8Il faut traduire un esprit du temps, une réalité sociale et sociologique. La sexualité dans l’œuvre de Michel Houellebecq est bien résumée dans ce passage d’Extension du domaine de la lutte : « En système parfaitement libéral, certains accumulent des fortunes considérables ; d’autres croupissent dans le chômage et la misère. En système sexuel parfaitement libéral, certains ont une vie érotique variée et excitante ; d’autres sont réduits à la masturbation et solitude. Le libéralisme économique, c’est l’extension du domaine de la lutte, son extension à tous les âges de la vie et à toutes les classes de la société. »

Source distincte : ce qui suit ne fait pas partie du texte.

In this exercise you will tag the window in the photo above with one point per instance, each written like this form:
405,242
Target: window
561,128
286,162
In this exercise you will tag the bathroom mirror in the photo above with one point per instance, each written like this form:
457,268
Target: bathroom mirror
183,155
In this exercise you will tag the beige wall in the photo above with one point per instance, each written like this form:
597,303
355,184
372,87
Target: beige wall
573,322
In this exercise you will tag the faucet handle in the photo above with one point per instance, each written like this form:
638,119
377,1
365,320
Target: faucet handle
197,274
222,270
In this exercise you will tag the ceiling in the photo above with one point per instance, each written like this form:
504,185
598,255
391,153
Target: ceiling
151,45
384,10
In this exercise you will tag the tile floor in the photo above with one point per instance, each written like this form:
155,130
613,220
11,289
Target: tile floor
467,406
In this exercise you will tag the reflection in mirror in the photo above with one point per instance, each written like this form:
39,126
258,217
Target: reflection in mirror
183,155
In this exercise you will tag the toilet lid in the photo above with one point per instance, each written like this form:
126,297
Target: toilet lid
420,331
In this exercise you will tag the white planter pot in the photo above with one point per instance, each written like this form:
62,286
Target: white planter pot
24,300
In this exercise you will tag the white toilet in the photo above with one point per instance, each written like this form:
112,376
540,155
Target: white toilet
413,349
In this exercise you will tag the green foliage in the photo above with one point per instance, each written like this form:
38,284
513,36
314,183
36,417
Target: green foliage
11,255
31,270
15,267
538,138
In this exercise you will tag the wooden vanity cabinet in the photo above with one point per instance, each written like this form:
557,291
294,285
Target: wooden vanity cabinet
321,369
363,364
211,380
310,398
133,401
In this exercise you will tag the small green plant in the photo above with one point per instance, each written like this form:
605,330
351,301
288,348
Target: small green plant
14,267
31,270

9Cette thèse est-elle valable aussi pour le lecteur brésilien ? Est-elle facilement traduisible pour la réalité brésilienne ? Plus qu’une question de mots ou de langue, se pose une question de perspective sociale et de vision de monde. Il est peut-être possible d’universaliser la thèse de Houellebecq : le sexe devient un système de hiérarchie sociale partout où règnent les lois du marché dans la phase hypermoderne de la concurrence entre les hommes, eux-mêmes convertis en marchandises et soumis au régime de l’offre et de la demande. Il est possible que Houellebecq exagère, caricature, grossisse les traits, mais de cette façon, il met l’accent sur une nouvelle réalité : la sexualité comme base de l’organisation des sociétés complexes. Un nouveau partage social. Un nouvel apartheid. Une nouvelle source de souffrance. Le désir avouable et stimulé comme marque d’une impuissance inavouable, pourtant visible, et même impossible à dissimuler. Enfin, le manque d’amour-propre gonflé par l’impossibilité d’être aimé en raison du manque d’atouts sexuels.